Algorithm Enhancements

  • Algorithm Meta Data Registration

    The algorithm meta data registration simplifies and streamlines the integration of new algorithms in the R extensibility framework. This feature allows a uniform consistent approach of registering new algorithm functions and their settings.

    The integration of new algorithms in the extensibility framework will be simplified. The GUI will be able to seamlessly pick up and support such new algorithms.

    See About Algorithm Meta Data Registration.

  • Alternating Direction Method of Multipliers (ADMM)

    A new Generalized Liner Models (GLM) distributed solver Alternating Direction Method of Multipliers (ADMM) is introduced.

    See GLM Solvers.

  • Association Rules Sampling

    A new specialized sampling approach is introduced for Association Rules.

    See Improved Sampling.

New Administrative Tasks

IMPORT and EXPORT Serialized Models

Serialized machine learning models can be exported in a serialized object form. Serialized models can be moved to another platform for scoring.

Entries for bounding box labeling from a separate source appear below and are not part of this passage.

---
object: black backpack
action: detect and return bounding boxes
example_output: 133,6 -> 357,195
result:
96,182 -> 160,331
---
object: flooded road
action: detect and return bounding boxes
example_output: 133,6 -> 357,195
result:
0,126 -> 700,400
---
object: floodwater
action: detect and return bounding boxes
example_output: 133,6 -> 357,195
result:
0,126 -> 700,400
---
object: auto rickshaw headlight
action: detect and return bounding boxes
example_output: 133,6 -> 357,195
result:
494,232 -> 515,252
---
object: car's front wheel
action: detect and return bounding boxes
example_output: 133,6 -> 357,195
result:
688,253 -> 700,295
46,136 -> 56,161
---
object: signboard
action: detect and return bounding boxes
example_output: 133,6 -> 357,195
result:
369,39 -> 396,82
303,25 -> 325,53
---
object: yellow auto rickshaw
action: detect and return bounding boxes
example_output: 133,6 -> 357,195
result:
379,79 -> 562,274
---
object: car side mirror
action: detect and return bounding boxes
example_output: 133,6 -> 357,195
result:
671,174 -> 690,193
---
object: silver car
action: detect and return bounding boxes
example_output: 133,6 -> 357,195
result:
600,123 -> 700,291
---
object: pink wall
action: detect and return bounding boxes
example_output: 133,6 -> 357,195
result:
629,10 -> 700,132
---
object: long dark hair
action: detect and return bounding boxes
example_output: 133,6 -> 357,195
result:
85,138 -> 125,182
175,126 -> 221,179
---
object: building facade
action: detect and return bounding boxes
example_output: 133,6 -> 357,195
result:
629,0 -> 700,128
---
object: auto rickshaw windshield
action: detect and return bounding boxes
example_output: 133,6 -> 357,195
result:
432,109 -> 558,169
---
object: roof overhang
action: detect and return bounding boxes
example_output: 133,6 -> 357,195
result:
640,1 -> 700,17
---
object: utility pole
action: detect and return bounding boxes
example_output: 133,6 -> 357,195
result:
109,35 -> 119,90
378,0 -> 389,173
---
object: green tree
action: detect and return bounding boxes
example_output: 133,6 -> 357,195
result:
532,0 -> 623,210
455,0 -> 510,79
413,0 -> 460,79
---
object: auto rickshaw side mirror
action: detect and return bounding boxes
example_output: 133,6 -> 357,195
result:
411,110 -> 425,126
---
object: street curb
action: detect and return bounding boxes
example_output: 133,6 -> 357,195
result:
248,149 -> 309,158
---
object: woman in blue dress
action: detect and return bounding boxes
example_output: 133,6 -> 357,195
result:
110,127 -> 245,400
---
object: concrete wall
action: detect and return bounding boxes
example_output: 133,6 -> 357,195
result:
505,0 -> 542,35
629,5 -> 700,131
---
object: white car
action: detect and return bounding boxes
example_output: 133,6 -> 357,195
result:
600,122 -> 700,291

See Oracle Data Mining User’s Guide and Oracle Database PL/SQL Packages and Types Reference.

Deprecated Features

The following features are deprecated in this release, and may be desupported in another release. See Oracle Database Upgrade Guide for a complete list of deprecated features in this release.

Desupported Features

See Oracle Database Upgrade Guide for a complete list of desupported features in this release.

Other Changes

The following is an additional change in Oracle Data Mining Concepts for 18c:

  • “Oracle Data Mining with R Extensibility” topic is moved from Chapter Introduction to Oracle Data Mining to a new chapter: R Extensibility.

  • Throughout the document, "mining function(s)" were replaced with "mining technique(s)" to distinguish between a mining methodology and an API or SQL function.